CMに謝るなんて

自分は悪くないのに、突然街中(まちなか)でチンピラに絡まれたりインネンつけられたら、謝ってしまう。そういうものだ。
何の話をしたいのかというと、チンピラに絡まれた話ではない。僕の周辺はいたって平穏だ。
RAIZINというエネルギー飲料らしき商品のCMを最近見る。甘くないというのが売りらしく、おそらくこぼしても床がべとついたり蟻が寄ってこないというメリットがあると思われる。まあとにかく、そういう商品の性格上か、CMはかなりトガった内容で、突然こちらに向かって「その年で自分探し?甘いんだよ」とか「僕は誉められて伸びるタイプだ?知るかよ」とか、そんな罵声を容赦なく浴びせてくるのだ。
僕は思わず、ごごごごめんなさいと心の中で謝ってしまった。確かに僕は心のどこかで本当の自分ってなんだろうとか考えたり、これだけやったんだから誰か誉めてくれないかなとか考えてしまった覚えがある。僕は心の鍛練が足りてないのだと思って、しばしこのCMの内容を反芻した。

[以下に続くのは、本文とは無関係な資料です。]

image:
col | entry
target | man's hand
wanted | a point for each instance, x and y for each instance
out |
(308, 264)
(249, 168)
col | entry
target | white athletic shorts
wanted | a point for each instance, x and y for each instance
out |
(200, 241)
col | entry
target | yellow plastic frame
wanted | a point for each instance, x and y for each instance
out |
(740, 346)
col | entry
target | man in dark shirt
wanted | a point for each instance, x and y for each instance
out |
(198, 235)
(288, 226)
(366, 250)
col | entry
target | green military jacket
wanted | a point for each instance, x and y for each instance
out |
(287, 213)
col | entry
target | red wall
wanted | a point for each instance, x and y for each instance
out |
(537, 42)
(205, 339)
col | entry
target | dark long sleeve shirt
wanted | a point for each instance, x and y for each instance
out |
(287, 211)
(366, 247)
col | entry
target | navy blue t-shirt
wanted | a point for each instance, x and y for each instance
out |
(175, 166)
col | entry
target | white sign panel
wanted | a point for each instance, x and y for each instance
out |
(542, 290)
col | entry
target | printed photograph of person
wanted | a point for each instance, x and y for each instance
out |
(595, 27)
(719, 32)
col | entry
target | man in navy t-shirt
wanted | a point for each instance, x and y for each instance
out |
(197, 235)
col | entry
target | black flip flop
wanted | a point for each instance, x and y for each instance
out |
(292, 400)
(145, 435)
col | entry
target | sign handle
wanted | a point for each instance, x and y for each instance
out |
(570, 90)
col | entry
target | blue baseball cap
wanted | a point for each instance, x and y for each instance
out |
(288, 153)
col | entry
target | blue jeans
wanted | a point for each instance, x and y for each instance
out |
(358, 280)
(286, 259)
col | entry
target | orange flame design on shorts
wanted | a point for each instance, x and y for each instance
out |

そしてある日。ふとまたこのCMのことを思い出して、きっと世の中にもこのCMを見て自分を顧みる人ばかりなんだろうなと思って、ネットで調べてみた。
そしたらまさかの非難集中である。「不快なCM」「DQN」「言葉が汚い」そんなネガなレビューばかりだった。
そうか、と思った。僕はCMにあらぬインネンをつけられただけだったのかと気付いた。よく考えてみれば、僕はふと俺何やってんだろうなと振り返ることこそあれ、別に自分探しにカネや労力を注いでないし、誰かに評価されたいと思うのもまあ人として当然現れる感情なんだと思った。

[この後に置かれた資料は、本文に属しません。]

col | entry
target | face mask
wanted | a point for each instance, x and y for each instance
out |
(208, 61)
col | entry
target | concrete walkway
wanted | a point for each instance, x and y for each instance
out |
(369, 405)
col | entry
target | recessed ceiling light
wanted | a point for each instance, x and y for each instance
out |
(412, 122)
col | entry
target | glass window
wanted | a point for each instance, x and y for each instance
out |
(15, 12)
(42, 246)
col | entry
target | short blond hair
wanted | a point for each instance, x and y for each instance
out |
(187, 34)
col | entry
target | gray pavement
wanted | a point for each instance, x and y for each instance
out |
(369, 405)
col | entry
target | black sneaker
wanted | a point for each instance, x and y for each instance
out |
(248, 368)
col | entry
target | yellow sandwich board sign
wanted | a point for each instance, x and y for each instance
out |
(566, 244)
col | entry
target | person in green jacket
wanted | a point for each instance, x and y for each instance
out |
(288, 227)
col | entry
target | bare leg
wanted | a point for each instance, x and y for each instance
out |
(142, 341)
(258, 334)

だから、CMのことなんか気にしなくていいんだと救われた心地がした。何かおかしいと感じたら、その気持ちに素直になって真正面から否定すればいいんだ。接客業一筋で生きてきた僕のオヤジだったら、「お客様(視聴者)に対して暴言をつくCMなんてもってのほかだ」と切り捨てることだろう。
だが確かに僕は甘いかもしれない。CMなんかに心を乱され惑わされるなんて、まだまだ修行が足りないなと思う。